The project stayed hung in Terminating. Some nosing around taught me the problem was dependencies. I’d created 2 backups, and the project would not delete until those backups were gone. I tried to oc delete the projects, but that would just hang. So, that left me in a quandry. I did the process where you create a backup of the existing configuration, remove the dependencies, then overwrite the existing project with the project having no dependencies.
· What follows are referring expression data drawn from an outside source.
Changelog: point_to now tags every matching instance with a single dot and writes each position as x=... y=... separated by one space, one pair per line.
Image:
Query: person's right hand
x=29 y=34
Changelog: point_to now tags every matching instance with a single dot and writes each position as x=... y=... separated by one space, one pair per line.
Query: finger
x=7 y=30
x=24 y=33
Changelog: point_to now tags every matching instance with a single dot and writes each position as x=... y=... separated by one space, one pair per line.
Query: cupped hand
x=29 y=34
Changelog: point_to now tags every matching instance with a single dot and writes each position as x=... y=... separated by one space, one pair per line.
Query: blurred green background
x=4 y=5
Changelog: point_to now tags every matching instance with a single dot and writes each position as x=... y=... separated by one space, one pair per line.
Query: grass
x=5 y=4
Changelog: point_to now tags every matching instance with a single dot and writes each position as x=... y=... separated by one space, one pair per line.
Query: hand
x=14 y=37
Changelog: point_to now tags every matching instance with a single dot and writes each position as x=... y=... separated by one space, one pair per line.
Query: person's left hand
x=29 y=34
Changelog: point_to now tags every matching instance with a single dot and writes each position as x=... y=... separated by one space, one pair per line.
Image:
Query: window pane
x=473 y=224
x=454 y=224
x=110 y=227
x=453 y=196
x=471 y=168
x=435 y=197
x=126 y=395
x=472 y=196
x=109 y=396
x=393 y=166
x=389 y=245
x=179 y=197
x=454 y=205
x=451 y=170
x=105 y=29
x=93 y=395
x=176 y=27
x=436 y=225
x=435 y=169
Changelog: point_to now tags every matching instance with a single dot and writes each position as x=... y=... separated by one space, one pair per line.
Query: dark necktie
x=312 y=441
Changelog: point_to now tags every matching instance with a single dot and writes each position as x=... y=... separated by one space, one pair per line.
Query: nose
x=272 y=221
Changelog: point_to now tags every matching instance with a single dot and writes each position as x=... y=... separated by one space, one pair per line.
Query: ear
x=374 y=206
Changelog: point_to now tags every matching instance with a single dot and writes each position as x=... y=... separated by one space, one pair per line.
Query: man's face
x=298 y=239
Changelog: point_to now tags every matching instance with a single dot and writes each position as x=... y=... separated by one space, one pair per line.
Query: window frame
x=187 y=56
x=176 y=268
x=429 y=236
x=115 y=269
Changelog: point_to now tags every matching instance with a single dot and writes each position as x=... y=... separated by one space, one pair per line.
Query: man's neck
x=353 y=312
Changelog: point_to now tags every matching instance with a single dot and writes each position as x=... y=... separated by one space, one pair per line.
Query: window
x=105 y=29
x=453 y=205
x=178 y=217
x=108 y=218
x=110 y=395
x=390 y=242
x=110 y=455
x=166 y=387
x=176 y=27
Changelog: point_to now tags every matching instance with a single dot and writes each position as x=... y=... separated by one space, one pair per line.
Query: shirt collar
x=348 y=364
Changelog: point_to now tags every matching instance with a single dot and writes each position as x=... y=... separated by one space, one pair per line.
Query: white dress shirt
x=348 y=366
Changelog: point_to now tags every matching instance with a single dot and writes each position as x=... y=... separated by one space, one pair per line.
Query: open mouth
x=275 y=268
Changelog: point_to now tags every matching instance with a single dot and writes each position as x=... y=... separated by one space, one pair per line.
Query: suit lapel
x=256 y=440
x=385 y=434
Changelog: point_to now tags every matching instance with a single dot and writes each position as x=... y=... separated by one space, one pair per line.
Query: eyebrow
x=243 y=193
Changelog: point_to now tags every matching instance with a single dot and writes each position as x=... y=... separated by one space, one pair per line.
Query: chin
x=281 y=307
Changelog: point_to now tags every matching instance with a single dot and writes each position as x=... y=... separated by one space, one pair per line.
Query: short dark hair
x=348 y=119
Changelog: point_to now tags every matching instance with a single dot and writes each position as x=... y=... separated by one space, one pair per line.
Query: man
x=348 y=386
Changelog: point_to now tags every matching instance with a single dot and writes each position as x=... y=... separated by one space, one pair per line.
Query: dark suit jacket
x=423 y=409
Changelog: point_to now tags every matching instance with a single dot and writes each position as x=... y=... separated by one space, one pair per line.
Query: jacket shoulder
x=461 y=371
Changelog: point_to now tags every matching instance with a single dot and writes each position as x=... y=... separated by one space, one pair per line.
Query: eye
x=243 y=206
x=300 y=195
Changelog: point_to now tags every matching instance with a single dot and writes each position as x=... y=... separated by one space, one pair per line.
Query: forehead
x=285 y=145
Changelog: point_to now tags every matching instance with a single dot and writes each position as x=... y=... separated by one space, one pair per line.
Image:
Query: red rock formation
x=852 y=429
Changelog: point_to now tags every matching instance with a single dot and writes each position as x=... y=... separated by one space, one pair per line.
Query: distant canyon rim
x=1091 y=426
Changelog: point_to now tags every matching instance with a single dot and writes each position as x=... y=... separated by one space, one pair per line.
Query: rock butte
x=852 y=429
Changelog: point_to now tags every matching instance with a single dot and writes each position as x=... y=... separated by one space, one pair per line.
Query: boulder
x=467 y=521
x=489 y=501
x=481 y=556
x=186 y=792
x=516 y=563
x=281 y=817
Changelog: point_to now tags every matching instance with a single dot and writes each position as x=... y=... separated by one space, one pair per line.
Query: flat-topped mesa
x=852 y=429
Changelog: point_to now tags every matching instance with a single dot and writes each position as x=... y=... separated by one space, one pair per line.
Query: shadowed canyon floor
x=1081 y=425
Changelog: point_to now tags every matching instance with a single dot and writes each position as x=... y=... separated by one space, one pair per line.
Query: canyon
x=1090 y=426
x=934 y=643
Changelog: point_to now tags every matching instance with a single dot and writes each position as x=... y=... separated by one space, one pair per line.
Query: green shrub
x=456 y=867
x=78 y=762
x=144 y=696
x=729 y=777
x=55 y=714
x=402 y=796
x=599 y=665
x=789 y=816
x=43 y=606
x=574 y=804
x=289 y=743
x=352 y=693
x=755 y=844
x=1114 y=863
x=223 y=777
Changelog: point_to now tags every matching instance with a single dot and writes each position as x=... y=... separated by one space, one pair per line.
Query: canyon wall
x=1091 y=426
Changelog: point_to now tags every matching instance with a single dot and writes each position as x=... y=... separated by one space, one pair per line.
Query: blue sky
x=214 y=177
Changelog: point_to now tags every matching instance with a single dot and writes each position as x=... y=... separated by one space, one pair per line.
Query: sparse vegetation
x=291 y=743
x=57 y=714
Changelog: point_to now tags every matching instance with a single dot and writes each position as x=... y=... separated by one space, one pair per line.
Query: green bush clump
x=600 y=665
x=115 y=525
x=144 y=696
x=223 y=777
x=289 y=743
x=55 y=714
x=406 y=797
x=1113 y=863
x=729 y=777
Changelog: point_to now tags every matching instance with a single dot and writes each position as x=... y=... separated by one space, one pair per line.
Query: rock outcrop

That caused the project to be able to delete itself.

Odds are I still have the two backups sitting out there somewhere, munging my new install. I will begin looking.

OK. Carefully deleting the PVC did cure the random IP problem. It did not, however, cure the login problem. I’ve copied the awx-admin-secret and used it with the ID “admin”, I’ve changed the secret and used that, and I’ve changed it back. After each change, I get this:
10.58.22.1 - - [28/Dec/2022:17:00:35 +0000] “GET /api/login/ HTTP/1.1” 200 6240 “https://it-network-engineering-awx.apps.os-dev-nadc.mycompany.com/” “Mozilla/5.0 (Windows NT 10.0; Win64; x64) AppleWebKit/537.36 (KHTML, like Gecko) Chrome/108.0.0.0 Safari/537.36 Edg/108.0.1462.54” “10.96.107.239”
[pid: 37|app: 0|req: 6/15] 10.58.22.1 () {80 vars in 2284 bytes} [Wed Dec 28 17:00:35 2022] GET /api/login/ => generated 5714 bytes in 39 msecs (HTTP/1.1 200) 10 headers in 492 bytes (1 switches on core 0)
2022-12-28 17:00:35,940 WARNING [0001a06cbf444c49804afa67b2ee5fbe] awx.api.generics Login failed for user admin from 10.58.22.1
2022-12-28 17:00:35,946 WARNING [0001a06cbf444c49804afa67b2ee5fbe] django.request Unauthorized: /api/login/
2022-12-28 17:00:35,946 WARNING [0001a06cbf444c49804afa67b2ee5fbe] django.request Unauthorized: /api/login/
[pid: 35|app: 0|req: 6/16] 10.58.22.1 () {86 vars in 2474 bytes} [Wed Dec 28 17:00:35 2022] POST /api/login/ => generated 5920 bytes in 221 msecs (HTTP/1.1 401) 10 headers in 502 bytes (1 switches on core 0)
10.58.22.1 - - [28/Dec/2022:17:00:35 +0000] “POST /api/login/ HTTP/1.1” 401 6445 “https://it-network-engineering-awx.apps.os-dev-nadc.mycompany.com/” “Mozilla/5.0 (Windows NT 10.0; Win64; x64) AppleWebKit/537.36 (KHTML, like Gecko) Chrome/108.0.0.0 Safari/537.36 Edg/108.0.1462.54” “10.96.107.239”

Again, the fresh install I did works just fine. The admin password works. So, it seems this is some sort of artifact of my failed and deleted project of the same name from 2 days ago. What might I have created then that is persisting across 3 deletions?

Created a brand new name and namespace, and everything worked perfectly except the login is denied with the same message as above. It’s not the old namespace. I’m lost again. I’ll do some more searching, then probably post at the top level with this specific question.

OK. So, I created a superuser and set its password, and now I’m fully able to log in as that user. The system is up and running. What might I have done to cause the script not to create the user “admin”?